Different people like different things, but for me it seems like an insane idea.

Why on earth would I want at 55, at 65, at 75, or older to live in barely basic little cottage with ceramic tile floors, 3 rooms and a bath (living room/kitchen + kitchen and one bath, arranged townhouse style with just four small windows, with very basic builders' grade everything, set 28 houses on 5 acres, with scruffy lawns and minimal landscaping for $418,000 and monthly fees of $521. And all this a 15 mile drive to "progressive Durham."

I don't want to live surrounded by people my age, who begin every sentence with, "well, at our age..." and sit baking in the sun on their tiny front porches in their cloying pastel houses waiting for the neighbors to pass by and talk about what color pills they take and how their doctors are barely children, like some experimental theatre played out every day until death?

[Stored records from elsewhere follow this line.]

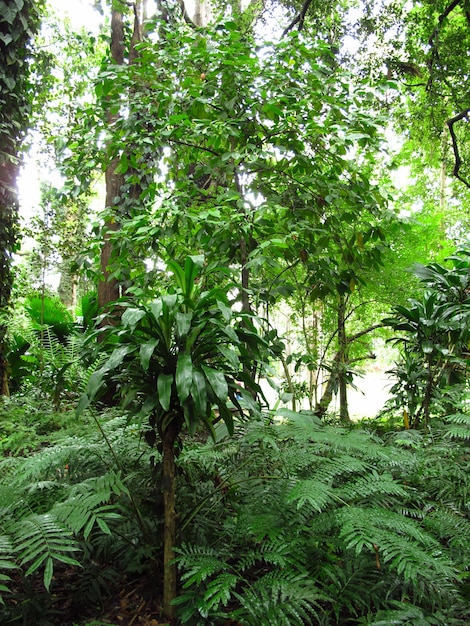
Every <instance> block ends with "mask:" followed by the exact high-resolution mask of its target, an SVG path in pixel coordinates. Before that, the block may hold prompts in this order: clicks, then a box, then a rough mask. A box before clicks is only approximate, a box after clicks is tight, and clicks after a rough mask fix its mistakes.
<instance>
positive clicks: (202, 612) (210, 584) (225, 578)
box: [199, 572, 240, 617]
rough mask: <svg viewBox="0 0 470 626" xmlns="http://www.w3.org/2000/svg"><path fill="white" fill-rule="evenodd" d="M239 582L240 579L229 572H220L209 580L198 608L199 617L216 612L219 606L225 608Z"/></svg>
mask: <svg viewBox="0 0 470 626" xmlns="http://www.w3.org/2000/svg"><path fill="white" fill-rule="evenodd" d="M239 582H240V577H239V576H238V575H237V574H232V573H230V572H222V573H220V574H219V575H218V576H217V577H216V578H214V579H213V580H211V581H210V582H209V583H208V585H207V587H206V590H205V592H204V596H203V599H202V602H201V604H200V607H199V612H200V614H201V616H202V617H208V616H209V614H210V613H212V612H213V611H216V610H217V609H218V608H219V607H220V605H222V606H227V604H228V603H229V602H230V600H231V599H232V597H233V592H234V589H235V587H236V586H237V585H238V584H239Z"/></svg>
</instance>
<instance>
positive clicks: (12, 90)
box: [0, 0, 42, 395]
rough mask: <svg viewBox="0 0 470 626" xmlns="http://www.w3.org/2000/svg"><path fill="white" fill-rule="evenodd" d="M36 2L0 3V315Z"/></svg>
mask: <svg viewBox="0 0 470 626" xmlns="http://www.w3.org/2000/svg"><path fill="white" fill-rule="evenodd" d="M41 7H42V2H33V0H0V94H1V96H0V312H3V311H5V309H6V307H7V306H8V303H9V300H10V293H11V288H12V283H13V275H12V267H11V260H12V254H13V252H14V251H15V249H16V247H17V242H18V194H17V190H16V180H17V177H18V172H19V166H20V158H19V155H20V148H21V143H22V140H23V139H24V136H25V133H26V130H27V126H28V120H29V116H30V113H31V107H32V85H31V81H30V74H31V66H30V64H29V63H28V60H29V59H30V58H31V55H32V52H31V48H30V47H29V43H30V41H31V39H32V37H33V34H34V33H35V32H36V30H37V27H38V25H39V19H40V11H41ZM5 334H6V327H5V325H4V324H2V323H0V395H8V382H7V375H6V358H5V348H4V340H5Z"/></svg>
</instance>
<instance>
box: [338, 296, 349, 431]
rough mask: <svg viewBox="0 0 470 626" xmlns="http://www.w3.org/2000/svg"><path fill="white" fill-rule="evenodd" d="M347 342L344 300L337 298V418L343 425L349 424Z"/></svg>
mask: <svg viewBox="0 0 470 626" xmlns="http://www.w3.org/2000/svg"><path fill="white" fill-rule="evenodd" d="M348 349H349V342H348V338H347V336H346V298H345V297H344V295H343V294H340V296H339V303H338V355H339V359H338V364H339V368H338V386H339V418H340V420H341V422H343V423H344V424H350V423H351V419H350V417H349V408H348V389H347V387H348V382H347V378H346V374H347V366H348Z"/></svg>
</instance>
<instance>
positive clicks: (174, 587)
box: [161, 423, 179, 619]
mask: <svg viewBox="0 0 470 626" xmlns="http://www.w3.org/2000/svg"><path fill="white" fill-rule="evenodd" d="M178 432H179V428H178V425H177V424H175V423H170V425H169V426H168V427H167V429H166V430H165V431H164V432H163V433H162V435H161V437H162V448H163V487H162V490H163V507H164V525H163V568H164V571H163V613H164V615H165V617H166V618H167V619H172V618H173V615H174V607H173V606H172V604H171V603H172V601H173V600H174V599H175V598H176V566H175V565H174V564H173V563H172V561H173V560H174V558H175V544H176V509H175V504H176V497H175V495H176V493H175V441H176V438H177V436H178Z"/></svg>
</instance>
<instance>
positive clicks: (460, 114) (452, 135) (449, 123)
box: [446, 108, 470, 188]
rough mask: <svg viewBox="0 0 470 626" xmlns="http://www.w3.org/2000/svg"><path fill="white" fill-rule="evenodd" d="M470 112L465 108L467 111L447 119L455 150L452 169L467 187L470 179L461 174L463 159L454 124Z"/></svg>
mask: <svg viewBox="0 0 470 626" xmlns="http://www.w3.org/2000/svg"><path fill="white" fill-rule="evenodd" d="M469 113H470V108H469V109H465V111H462V112H461V113H458V114H457V115H454V117H451V118H450V119H449V120H447V122H446V124H447V126H448V127H449V132H450V136H451V139H452V150H453V151H454V169H453V170H452V174H453V175H454V176H455V177H456V178H458V179H459V180H460V181H461V182H462V183H463V184H464V185H465V186H466V187H469V188H470V181H468V180H466V179H465V178H463V176H461V175H460V174H459V171H460V166H461V165H462V159H461V158H460V152H459V145H458V142H457V136H456V134H455V130H454V124H456V123H457V122H460V121H461V120H463V119H464V118H466V117H467V116H468V114H469Z"/></svg>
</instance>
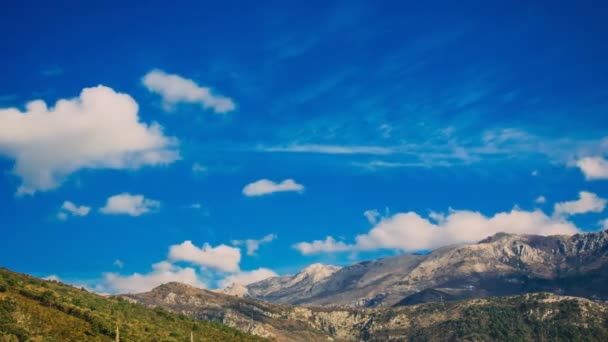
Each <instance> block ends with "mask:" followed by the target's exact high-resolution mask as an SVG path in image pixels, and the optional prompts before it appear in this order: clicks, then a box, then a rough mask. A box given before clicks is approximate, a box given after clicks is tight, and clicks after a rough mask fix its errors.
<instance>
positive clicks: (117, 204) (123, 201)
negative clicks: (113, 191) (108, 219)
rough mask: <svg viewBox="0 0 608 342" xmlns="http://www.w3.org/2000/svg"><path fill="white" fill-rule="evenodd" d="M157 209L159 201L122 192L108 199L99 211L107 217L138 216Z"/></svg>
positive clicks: (142, 196)
mask: <svg viewBox="0 0 608 342" xmlns="http://www.w3.org/2000/svg"><path fill="white" fill-rule="evenodd" d="M159 207H160V202H159V201H155V200H151V199H148V198H145V197H144V196H143V195H131V194H129V193H126V192H124V193H122V194H118V195H114V196H111V197H109V198H108V199H107V201H106V205H105V206H104V207H103V208H101V209H99V211H100V212H102V213H104V214H108V215H130V216H140V215H142V214H146V213H149V212H152V211H155V210H158V208H159Z"/></svg>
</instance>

I don't want to be on some scrubby bit of land 15 miles outside a city that's designed for cars. (Why are people so quick to give up their independence but cling so long to their cars, when the reverse order of things makes endlessly more sense?)

It makes no sense to me that people voluntarily remove themselves from the world in anticipation of being genuinely old and inform -- at which pointn they will have to move once more, to a place where actual care or significant services could be provided. What is the purpose of this intermediate step aside from never being more than one neighbor away from a Werther's Original?

I understand finacnially assisted housing for gay and lesbian retirees in cities, allowing them to remain in cities where they lived and called home for years or decades. Or collectives or mixed age artists, or experiments in co-housing, but this scheme seems crazy except as a way to make money.

by Anonymousreply 16June 22, 2025 6:09 PM

Somebody hit a nerve R8, dear? Drink your warm milk and let the nurse tuck you back into bed. You’ll feel better in the morning.

by Anonymousreply 17June 22, 2025 6:18 PM

People want peace of mind or at least want to get as close to it as possible. Little to no close friends or family in their life? They're not paying for real estate but paying to feel connected not isolated and part of something. That's priceless. So what if they'll still end up in a nursing home.